Nun wird zur Gewissheit, was schon nach dem Mord an dem rechtspopulistischen Politiker Pim Fortuyn wahrscheinlich geworden war: Die Zeiten der friedlichen Konsensdemokratie sind endgültig vorbei. Radikale Islamisten haben den Niederländern den Krieg erklärt - und die Niederlande nehmen die Herausforderung mit markigen Worten an. Der "Dschihad in den Niederlanden" habe begonnen, erklärte Vizepremier Gerrit Zalm seinen Landsleuten. Und: "Wir sind im Krieg."

Wer nun aber voller Schock und Unverständnis in das Land blickt, das auch in Deutschland vielen als Muster der Integration galt, sollte wissen, dass der Küstenstaat schon immer ein zutiefst von Religionen geprägt war. Bis in das 19. Jahrhundert schien auch ein friedliches Zusammenleben zwischen Calvinisten und Katholiken völlig undenkbar. Erreicht wurde der Frieden nur durch das einzigartige Prinzip einer "versäulten" Gesellschaft. Protestanten und Katholiken, später auch Sozialdemokraten, errichteten eigene und weitgehend autonome Säulen. Vor allem in der Nachkriegszeit unterhielt jede Gruppe eigene Kindergärten, Schulen und Universitäten, Radio- und Fernsehprogramme, Schwimmbäder und Schachvereine. Mit ein bisschen Glück konnte man in den Niederlanden groß werden, ohne je auch nur einen Andersgläubigen zu Gesicht zu bekommen. Am oberen Ende der Säulen standen die Eliten, die als Einzige regelmäßig zusammenkamen und trotz aller bestehenden Unterschiede einen Konsens suchten.

Ab den 50er-Jahren stießen die Muslime hinzu; zunächst aus Indonesien und Surinam, später aus der Türkei und aus Marokko.
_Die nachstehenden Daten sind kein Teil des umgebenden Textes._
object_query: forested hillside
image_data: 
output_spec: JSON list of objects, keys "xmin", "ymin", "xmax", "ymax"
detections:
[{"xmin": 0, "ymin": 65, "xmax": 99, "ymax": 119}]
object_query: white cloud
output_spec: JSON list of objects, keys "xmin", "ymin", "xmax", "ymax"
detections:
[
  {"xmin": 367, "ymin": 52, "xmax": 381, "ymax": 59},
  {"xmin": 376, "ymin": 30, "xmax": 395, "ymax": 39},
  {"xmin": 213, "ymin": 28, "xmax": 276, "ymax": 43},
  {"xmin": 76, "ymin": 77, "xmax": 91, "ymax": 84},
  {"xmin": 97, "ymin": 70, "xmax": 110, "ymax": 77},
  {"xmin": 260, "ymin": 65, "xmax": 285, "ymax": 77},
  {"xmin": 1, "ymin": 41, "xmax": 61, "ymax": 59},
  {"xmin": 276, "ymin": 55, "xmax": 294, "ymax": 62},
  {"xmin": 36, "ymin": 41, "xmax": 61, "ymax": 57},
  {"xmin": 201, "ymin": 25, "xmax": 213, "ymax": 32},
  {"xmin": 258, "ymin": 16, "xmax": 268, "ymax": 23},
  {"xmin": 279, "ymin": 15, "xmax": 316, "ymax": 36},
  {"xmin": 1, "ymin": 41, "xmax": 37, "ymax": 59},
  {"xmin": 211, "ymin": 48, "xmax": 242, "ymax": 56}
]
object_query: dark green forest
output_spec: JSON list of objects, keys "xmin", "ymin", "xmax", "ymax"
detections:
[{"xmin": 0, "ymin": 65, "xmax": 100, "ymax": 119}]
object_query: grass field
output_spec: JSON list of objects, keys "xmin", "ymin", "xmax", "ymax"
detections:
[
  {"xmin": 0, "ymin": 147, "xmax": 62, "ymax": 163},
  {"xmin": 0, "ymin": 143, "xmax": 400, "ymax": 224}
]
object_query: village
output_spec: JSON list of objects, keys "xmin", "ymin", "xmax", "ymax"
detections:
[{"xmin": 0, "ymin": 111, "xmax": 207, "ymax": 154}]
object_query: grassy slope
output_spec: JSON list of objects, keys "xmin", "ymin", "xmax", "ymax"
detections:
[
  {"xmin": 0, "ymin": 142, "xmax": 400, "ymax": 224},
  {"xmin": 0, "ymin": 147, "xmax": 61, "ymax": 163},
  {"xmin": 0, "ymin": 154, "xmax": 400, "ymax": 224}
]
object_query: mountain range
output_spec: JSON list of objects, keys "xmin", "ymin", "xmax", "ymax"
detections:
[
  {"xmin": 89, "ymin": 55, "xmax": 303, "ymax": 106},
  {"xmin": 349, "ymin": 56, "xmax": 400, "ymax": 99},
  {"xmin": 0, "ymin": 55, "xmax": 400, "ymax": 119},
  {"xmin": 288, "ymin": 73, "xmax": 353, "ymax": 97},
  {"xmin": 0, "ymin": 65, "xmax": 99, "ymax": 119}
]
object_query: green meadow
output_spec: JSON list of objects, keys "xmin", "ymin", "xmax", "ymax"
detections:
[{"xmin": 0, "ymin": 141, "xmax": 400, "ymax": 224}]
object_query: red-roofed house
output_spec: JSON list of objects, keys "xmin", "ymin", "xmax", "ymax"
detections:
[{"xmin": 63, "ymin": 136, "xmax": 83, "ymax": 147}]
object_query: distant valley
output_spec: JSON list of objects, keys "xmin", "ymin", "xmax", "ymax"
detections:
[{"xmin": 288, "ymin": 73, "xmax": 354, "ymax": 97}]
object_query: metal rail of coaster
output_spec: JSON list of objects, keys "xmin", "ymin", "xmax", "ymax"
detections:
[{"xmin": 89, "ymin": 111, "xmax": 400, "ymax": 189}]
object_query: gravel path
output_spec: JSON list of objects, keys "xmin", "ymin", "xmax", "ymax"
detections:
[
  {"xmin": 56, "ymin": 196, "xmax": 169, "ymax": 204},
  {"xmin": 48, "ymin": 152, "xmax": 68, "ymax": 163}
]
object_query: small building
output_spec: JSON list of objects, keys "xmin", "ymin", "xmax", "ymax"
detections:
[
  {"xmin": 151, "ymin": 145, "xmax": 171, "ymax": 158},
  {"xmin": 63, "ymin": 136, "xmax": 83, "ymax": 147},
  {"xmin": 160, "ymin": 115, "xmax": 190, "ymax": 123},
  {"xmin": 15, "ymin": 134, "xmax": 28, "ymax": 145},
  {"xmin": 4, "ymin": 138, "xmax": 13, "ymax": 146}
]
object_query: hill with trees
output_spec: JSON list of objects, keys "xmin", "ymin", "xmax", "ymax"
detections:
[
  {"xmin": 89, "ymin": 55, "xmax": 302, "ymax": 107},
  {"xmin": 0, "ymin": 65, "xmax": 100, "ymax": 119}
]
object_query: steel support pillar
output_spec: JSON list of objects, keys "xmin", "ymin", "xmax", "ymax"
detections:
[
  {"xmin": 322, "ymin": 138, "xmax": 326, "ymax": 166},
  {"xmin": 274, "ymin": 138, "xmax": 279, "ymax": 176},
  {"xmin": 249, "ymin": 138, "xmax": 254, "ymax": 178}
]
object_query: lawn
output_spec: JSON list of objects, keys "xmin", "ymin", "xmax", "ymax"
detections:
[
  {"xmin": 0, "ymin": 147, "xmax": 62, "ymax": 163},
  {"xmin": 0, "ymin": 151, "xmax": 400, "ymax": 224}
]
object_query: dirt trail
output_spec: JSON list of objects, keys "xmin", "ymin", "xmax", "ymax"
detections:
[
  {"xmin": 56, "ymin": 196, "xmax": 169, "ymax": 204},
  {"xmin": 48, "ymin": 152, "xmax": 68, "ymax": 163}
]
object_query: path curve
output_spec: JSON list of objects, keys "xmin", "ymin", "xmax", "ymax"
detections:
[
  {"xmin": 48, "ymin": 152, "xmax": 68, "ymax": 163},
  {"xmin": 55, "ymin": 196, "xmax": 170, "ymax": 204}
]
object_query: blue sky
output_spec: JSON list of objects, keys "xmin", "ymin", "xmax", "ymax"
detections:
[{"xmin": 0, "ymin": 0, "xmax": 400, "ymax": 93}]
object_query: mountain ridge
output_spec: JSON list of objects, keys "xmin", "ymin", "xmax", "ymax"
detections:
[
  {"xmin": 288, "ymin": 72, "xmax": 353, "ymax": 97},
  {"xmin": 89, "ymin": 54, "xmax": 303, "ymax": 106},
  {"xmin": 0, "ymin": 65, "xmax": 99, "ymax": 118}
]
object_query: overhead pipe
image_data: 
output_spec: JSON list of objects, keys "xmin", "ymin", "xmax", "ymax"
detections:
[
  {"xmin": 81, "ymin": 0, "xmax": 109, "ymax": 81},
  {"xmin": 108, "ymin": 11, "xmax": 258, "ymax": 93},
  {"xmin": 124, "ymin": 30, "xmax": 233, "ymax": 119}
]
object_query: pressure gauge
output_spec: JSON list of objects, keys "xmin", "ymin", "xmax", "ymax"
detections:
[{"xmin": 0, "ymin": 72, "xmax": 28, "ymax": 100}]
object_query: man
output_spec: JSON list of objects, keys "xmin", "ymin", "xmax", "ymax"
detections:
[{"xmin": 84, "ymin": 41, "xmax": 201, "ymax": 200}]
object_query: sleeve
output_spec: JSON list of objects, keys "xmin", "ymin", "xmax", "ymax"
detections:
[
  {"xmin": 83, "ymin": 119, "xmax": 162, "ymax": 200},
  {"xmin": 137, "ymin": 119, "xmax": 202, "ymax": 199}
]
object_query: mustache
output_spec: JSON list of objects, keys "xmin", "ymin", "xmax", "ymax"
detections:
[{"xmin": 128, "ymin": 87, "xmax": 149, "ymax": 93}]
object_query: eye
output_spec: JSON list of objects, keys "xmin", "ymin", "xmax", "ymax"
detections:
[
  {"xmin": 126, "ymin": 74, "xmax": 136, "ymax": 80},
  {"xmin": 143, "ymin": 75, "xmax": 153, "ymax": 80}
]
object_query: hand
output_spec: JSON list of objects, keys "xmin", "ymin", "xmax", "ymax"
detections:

Und auch ihnen machten die Niederlande es leicht, sich zu organisieren. Muslimische Gemeinden gründeten islamische Altersheime, Krankenhäuser, Schulen, Rundfunkprogramme und Schlachtereien, Vereine und Nachbarschaftshäuser. Weil der Gleichheitsgrundsatz ein hohes Gut ist, ließ man sie nicht nur gewähren, sondern unterstützte sie nach Kräften - nach dem Motto: Wenn Andere unser Kirchengeläute ertragen, dann müssen wir uns auch den Ruf des Muezzin gefallen lassen. Allein 400 Moscheen und 30 islamische Grundschulen gibt es heute.

Nur vor dem Hintergrund dieser religiösen Toleranz ist zu verstehen, dass die Öffentlichkeit und wohl auch die Sicherheitsbehörden jahrzehntelang kaum etwas über fast eine Million Mitbürger wussten. In der Tradition der Säulen lebte man auch in der multikulturellen Gesellschaft weiter nebeneinander als miteinander. Und wegen der notorischen niederländischen Toleranz wurde auch in die islamischen Strukturen nicht hineingeguckt. Im Ausland viel diskutierte Fragen wie die nach Kopftüchern oder Zwangsheirat wurden einfach nicht gestellt. Und auch nicht die, was Vereine wie die türkische Milli Görus, offizieller Gesprächspartner der Regierung, in ihren Koranschulen eigentlich predigen.

Jetzt hat der Geheimdienst ein paar Fakten veröffentlicht, die verdeutlichen, dass das jahrelange Wegschauen nicht nur herrlich integrierte Mitbürger produzierte: Von den offiziell 900.000 Muslimen im Land gelten fünf Prozent als radikale Islamisten. Das ist natürlich eine Minderheit - aber keine verschwindende, sondern 45.000 Menschen. Ein harter Kern von 150 gilt als unmittelbar gewaltbereit.

Die Ereignisse der vergangenen Wochen bleiben nicht ohne Wirkung: 80 Prozent der Niederländer meinen inzwischen, ihr Land sei zu tolerant. Zeitgleich klagen immer mehr Muslime über offene Diskriminierung im Alltag. Und die Verfechter des friedlichen Zusammenlebens der Kulturen fragen sich, wie wohl eine Toleranz aussieht, die nicht mit Gleichgültigkeit zu verwechseln ist.

Wohin das 15-Millionen-Einwohnerland steuert, ist in diesen Tagen völlig offen. Fest steht aber: Die Debatte darüber, wie eigentlich eine multikulturelle Gesellschaft aussehen sollte, wird in dem traditionellen Einwanderungsland noch einmal ganz von vorn geführt.